Running the cosmo-ghg-test
case therefore produces the following
directories and files (showing four levels of directories deep):
work/cosmo-ghg-test
├── 2015010100_2015010106/
│ ├── checkpoints/
│ │ ├── finished/
│ │ │ ├── biofluxes
│ │ │ ├── cosmo
│ │ │ ├── emissions
│ │ │ ├── int2lm
│ │ │ ├── oem
│ │ │ ├── online_vprm
│ │ │ ├── post_cosmo
│ │ │ ├── post_int2lm
│ │ │ └── prepare_cosmo
│ │ └── working/
│ │ ├── biofluxes
│ │ ├── cosmo
│ │ ├── emissions
│ │ ├── int2lm
│ │ ├── oem
│ │ ├── online_vprm
│ │ ├── post_cosmo
│ │ ├── post_int2lm
│ │ └── prepare_cosmo
│ ├── cosmo/
│ │ ├── input/
│ │ │ ├── oem/
│ │ │ └── vprm/
│ │ ├── output/
│ │ │ └── lffd*.nc
│ │ ├── restart/
│ │ │ └── lrff00060000o.nc
│ │ └── run/
│ │ ├── cosmo-ghg
│ │ ├── INPUT_*
│ │ ├── post_cosmo.job
│ │ ├── run.job
│ │ └── YU*
│ └── int2lm/
│ ├── input/
│ │ ├── emissions
│ │ ├── extpar
│ │ ├── icbc
│ │ ├── meteo
│ │ └── vprm
│ ├── output/
│ │ ├── laf*.nc
│ │ └── lbfd*.nc
│ └── run/
│ ├── INPUT
│ ├── INPUT_ART
│ ├── int2lm
│ ├── OUTPUT
│ ├── run.job
│ └── YU*
└── 2015010106_2015010112/
├── checkpoints/
│ ├── finished/
│ │ ├── biofluxes
│ │ ├── cosmo
│ │ ├── emissions
│ │ ├── int2lm
│ │ ├── oem
│ │ ├── online_vprm
│ │ ├── post_cosmo
│ │ ├── post_int2lm
│ │ └── prepare_cosmo
│ └── working/
│ ├── biofluxes
│ ├── cosmo
│ ├── emissions
│ ├── int2lm
│ ├── oem
│ ├── online_vprm
│ ├── post_cosmo
│ ├── post_int2lm
│ └── prepare_cosmo
├── cosmo/
│ ├── input/
│ │ ├── oem
│ │ └── vprm
│ ├── output/
│ │ └── lffd*.nc
│ ├── restart/
│ │ └── lrff00060000o.nc
│ └── run/
│ ├── cosmo-ghg
│ ├── INPUT_*
│ ├── post_cosmo.job
│ ├── run.job
│ └── YU*
└── int2lm/
├── input/
│ ├── emissions
│ ├── extpar
│ ├── icbc
│ ├── meteo
│ └── vprm
├── output/
│ ├── laf*.nc
│ └── lbfd*.nc
└── run/
├── INPUT
├── INPUT_ART
├── int2lm
├── OUTPUT
├── run.job
└── YU*
- run_chain.run_chunk(cfg, force, resume)[source]
Run a chunk of the processing chain, managing job execution and logging.
This function sets up and manages the execution of a Processing Chain, handling job execution, logging, and various configuration settings.
- Parameters:
cfg (Config) – Object holding user-defined configuration parameters as attributes.
force (bool) – If True, it will force the execution of jobs regardless of their completion status.
resume (bool) – If True, it will resume the last unfinished job.
- Raises:
RuntimeError – If an error or timeout occurs during job execution.
Notes
This function sets various configuration values based on the provided parameters.
It checks for job completion status and resumes or forces execution accordingly.
Job log files are managed, and errors or timeouts are handled with notifications.
- run_chain.restart_runs(cfg, force, resume)[source]
Start subchains in specified intervals and manage restarts.
This function slices the total runtime of the processing chain according to the cfg.restart_step_hours configuration.

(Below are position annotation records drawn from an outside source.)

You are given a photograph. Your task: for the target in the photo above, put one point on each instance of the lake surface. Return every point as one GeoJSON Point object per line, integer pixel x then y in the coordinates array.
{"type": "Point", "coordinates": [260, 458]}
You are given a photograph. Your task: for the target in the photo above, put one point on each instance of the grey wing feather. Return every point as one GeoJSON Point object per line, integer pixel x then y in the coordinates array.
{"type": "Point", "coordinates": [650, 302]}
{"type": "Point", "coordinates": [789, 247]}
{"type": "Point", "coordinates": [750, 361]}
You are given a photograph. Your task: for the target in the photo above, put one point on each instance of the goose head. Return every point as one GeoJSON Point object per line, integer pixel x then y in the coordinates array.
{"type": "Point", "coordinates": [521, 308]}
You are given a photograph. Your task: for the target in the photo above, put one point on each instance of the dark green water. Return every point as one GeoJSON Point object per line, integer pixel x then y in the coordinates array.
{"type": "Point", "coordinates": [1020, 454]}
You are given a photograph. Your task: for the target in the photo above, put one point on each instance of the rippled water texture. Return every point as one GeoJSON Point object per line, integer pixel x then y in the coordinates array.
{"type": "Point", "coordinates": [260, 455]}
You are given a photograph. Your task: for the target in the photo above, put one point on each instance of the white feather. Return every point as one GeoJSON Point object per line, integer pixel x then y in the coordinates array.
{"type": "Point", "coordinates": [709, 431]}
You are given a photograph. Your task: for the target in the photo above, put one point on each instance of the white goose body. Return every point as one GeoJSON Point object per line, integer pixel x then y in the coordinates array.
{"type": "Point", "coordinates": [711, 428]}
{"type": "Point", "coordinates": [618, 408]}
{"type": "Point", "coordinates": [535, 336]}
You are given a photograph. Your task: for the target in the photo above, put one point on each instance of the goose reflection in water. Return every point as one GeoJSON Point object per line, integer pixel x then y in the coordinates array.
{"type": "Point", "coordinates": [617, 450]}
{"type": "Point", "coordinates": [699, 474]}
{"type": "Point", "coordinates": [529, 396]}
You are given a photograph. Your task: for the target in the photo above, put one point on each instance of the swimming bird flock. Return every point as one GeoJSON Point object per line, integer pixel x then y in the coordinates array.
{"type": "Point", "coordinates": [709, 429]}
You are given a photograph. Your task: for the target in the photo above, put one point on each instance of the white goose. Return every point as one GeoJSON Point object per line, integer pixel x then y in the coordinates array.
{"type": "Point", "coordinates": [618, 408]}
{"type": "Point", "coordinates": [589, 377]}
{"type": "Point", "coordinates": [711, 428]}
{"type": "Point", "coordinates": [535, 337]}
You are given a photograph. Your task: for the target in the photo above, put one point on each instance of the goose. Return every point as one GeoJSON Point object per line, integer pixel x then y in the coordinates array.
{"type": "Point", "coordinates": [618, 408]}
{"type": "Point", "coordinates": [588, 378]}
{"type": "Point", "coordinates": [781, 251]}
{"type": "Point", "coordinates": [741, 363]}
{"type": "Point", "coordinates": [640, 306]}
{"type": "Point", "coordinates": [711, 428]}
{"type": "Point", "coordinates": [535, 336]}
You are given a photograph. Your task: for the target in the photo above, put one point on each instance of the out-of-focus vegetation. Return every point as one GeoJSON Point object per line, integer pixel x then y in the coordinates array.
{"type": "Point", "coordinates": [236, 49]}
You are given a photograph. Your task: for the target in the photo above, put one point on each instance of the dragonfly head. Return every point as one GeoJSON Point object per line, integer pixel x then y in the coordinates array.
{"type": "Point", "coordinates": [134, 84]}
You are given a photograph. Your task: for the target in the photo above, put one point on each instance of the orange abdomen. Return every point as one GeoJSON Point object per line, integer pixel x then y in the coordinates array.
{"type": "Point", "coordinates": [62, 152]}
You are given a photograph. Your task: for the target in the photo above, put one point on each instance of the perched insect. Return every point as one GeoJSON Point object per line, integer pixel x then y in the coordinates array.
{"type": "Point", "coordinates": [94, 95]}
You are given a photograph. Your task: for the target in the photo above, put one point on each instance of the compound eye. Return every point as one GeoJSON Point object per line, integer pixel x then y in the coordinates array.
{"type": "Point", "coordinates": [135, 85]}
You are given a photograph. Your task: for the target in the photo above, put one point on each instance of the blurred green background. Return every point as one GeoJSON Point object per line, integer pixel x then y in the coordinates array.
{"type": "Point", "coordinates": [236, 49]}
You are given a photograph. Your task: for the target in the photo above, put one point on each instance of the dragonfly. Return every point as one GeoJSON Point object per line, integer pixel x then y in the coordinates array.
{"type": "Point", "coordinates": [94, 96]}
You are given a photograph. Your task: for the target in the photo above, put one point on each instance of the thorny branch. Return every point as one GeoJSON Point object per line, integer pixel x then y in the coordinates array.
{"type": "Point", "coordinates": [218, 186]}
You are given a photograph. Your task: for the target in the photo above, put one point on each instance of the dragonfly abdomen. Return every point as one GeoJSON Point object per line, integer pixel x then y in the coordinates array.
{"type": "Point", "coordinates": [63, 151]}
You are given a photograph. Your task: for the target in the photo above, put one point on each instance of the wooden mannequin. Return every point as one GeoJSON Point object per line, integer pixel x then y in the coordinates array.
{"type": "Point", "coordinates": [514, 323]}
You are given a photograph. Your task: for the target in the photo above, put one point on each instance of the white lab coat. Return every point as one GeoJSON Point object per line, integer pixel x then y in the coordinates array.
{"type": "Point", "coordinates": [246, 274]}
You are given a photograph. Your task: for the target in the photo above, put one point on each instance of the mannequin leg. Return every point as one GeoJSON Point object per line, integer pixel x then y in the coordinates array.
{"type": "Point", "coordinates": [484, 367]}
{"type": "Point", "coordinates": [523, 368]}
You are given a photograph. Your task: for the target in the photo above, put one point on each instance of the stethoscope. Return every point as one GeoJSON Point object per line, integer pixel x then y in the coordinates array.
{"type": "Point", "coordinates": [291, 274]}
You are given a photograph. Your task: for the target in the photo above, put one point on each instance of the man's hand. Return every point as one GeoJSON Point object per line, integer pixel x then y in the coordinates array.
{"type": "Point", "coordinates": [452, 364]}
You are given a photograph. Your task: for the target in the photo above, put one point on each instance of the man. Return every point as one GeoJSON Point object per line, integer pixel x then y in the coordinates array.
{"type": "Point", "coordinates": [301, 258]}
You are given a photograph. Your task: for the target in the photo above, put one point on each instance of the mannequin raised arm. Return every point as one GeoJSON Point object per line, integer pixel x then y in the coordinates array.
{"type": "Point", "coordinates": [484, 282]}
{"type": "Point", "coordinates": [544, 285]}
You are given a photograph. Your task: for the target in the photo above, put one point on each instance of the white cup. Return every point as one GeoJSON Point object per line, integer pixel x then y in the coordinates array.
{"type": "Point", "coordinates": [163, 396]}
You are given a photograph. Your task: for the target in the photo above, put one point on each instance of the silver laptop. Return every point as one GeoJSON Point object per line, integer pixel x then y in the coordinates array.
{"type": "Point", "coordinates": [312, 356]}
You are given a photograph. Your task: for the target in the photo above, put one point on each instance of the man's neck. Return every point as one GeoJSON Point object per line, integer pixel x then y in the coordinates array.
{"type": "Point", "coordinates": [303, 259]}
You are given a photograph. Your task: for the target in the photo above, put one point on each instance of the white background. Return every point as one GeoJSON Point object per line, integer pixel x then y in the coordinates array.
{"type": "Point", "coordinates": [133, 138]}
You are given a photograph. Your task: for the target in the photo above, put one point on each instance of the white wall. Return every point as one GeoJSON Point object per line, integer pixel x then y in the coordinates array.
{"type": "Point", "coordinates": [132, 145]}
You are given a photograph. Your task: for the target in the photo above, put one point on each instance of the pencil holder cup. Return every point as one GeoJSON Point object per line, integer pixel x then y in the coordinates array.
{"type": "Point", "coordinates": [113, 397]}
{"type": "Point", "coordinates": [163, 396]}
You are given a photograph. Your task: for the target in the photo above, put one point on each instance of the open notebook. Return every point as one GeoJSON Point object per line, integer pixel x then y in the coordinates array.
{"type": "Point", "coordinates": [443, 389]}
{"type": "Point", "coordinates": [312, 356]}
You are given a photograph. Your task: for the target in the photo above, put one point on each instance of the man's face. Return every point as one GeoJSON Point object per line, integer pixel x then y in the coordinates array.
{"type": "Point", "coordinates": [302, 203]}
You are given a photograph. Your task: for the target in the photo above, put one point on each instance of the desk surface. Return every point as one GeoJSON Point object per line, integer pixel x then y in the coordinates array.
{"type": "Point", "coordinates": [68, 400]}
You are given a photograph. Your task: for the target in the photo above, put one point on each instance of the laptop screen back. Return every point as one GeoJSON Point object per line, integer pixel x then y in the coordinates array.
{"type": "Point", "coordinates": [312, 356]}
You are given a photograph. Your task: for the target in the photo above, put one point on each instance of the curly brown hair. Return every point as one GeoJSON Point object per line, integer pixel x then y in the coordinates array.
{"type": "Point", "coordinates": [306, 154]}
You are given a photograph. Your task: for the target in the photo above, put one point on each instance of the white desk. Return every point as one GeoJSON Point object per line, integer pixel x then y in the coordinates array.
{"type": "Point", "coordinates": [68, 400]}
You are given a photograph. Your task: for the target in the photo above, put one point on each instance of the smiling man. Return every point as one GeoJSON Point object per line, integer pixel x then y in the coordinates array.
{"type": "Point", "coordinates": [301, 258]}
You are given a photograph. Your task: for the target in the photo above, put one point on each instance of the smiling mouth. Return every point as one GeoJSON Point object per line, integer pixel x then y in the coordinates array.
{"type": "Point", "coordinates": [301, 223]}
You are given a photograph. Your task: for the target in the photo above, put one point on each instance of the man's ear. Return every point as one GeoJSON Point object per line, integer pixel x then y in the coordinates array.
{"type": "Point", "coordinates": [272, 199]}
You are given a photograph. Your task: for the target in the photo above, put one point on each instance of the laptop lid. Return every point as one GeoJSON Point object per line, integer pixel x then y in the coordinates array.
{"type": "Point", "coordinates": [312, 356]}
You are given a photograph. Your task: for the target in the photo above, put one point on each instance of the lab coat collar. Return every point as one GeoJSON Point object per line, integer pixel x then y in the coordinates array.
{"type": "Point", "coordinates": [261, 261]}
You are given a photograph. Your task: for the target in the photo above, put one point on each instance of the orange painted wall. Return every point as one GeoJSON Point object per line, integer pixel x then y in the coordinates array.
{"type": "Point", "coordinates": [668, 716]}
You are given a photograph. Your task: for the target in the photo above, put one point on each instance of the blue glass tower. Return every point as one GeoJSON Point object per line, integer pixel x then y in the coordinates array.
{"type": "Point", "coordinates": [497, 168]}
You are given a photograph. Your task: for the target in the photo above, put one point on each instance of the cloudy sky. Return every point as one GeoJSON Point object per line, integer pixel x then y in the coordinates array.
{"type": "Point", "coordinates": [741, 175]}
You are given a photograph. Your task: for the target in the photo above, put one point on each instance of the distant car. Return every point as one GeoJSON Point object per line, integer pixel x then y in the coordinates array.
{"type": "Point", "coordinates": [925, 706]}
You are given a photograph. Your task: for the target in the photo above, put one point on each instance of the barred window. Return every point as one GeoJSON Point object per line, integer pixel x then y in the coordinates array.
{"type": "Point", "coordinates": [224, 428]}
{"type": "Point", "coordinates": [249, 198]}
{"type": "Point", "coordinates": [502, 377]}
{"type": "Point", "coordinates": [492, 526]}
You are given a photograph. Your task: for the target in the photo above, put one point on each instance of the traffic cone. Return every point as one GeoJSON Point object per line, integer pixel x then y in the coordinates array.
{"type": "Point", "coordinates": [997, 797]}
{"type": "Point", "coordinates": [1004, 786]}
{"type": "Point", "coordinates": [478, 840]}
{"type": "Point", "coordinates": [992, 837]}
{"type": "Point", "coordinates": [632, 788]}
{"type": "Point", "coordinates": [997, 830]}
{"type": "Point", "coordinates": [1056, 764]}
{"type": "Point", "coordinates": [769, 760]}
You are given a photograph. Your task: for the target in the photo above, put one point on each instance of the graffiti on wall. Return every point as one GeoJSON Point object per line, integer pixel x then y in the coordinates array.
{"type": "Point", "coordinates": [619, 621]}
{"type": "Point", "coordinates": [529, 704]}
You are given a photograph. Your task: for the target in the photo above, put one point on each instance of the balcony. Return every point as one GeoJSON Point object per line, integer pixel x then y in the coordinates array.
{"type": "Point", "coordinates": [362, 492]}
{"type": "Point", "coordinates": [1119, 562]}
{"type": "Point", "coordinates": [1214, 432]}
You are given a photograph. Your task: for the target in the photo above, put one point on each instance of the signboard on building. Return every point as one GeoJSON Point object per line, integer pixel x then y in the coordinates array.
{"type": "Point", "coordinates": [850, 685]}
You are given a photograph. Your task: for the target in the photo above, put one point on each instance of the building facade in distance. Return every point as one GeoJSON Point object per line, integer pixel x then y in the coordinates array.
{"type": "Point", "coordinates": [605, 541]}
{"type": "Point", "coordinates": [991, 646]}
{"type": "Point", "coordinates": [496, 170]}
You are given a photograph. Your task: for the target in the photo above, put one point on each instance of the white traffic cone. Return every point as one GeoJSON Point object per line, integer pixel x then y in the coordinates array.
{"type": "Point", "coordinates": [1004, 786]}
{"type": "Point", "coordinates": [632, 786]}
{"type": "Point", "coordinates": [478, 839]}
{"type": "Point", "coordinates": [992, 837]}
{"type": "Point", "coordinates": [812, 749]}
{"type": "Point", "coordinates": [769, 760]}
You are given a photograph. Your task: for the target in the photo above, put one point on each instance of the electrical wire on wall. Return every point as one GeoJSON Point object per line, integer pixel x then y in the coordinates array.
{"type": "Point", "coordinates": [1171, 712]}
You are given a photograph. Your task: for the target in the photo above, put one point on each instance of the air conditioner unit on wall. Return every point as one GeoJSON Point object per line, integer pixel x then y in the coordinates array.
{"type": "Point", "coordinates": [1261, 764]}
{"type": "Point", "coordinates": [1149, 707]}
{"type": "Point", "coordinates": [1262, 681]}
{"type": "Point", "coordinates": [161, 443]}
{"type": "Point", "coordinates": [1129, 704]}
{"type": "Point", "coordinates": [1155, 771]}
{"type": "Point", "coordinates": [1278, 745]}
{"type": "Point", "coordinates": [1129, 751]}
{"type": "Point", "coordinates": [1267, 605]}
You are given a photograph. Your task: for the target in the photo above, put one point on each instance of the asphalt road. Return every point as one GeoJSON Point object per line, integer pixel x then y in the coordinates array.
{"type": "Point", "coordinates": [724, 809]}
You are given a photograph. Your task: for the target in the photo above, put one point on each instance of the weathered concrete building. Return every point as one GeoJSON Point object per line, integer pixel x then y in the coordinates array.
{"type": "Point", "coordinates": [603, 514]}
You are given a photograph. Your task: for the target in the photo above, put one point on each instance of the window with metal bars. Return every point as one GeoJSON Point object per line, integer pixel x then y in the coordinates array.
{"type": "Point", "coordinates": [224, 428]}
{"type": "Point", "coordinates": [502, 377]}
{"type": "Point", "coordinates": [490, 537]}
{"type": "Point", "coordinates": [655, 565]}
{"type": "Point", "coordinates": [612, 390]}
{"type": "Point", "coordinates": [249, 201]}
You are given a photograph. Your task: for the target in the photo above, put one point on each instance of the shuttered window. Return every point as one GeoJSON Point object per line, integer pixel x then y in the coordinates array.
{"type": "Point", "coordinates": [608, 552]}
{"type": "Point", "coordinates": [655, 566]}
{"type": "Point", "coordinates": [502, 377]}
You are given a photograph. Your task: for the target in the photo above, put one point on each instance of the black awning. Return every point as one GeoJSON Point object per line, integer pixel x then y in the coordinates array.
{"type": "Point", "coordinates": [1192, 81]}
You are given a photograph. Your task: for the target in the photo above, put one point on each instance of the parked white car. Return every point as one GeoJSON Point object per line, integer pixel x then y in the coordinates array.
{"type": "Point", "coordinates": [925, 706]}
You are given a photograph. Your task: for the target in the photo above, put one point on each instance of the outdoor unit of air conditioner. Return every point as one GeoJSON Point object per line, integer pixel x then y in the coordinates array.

It calls run_chunk() for each specified interval.
- Parameters:
cfg (Config) – Object holding all user-configuration parameters as attributes.
force (bool) – If True, it will force the execution of jobs regardless of their completion status.
resume (bool) – If True, it will resume the last unfinished job.
Notes
The function iterates over specified intervals, calling run_chunk() for each.
It manages restart settings and logging for each subchain.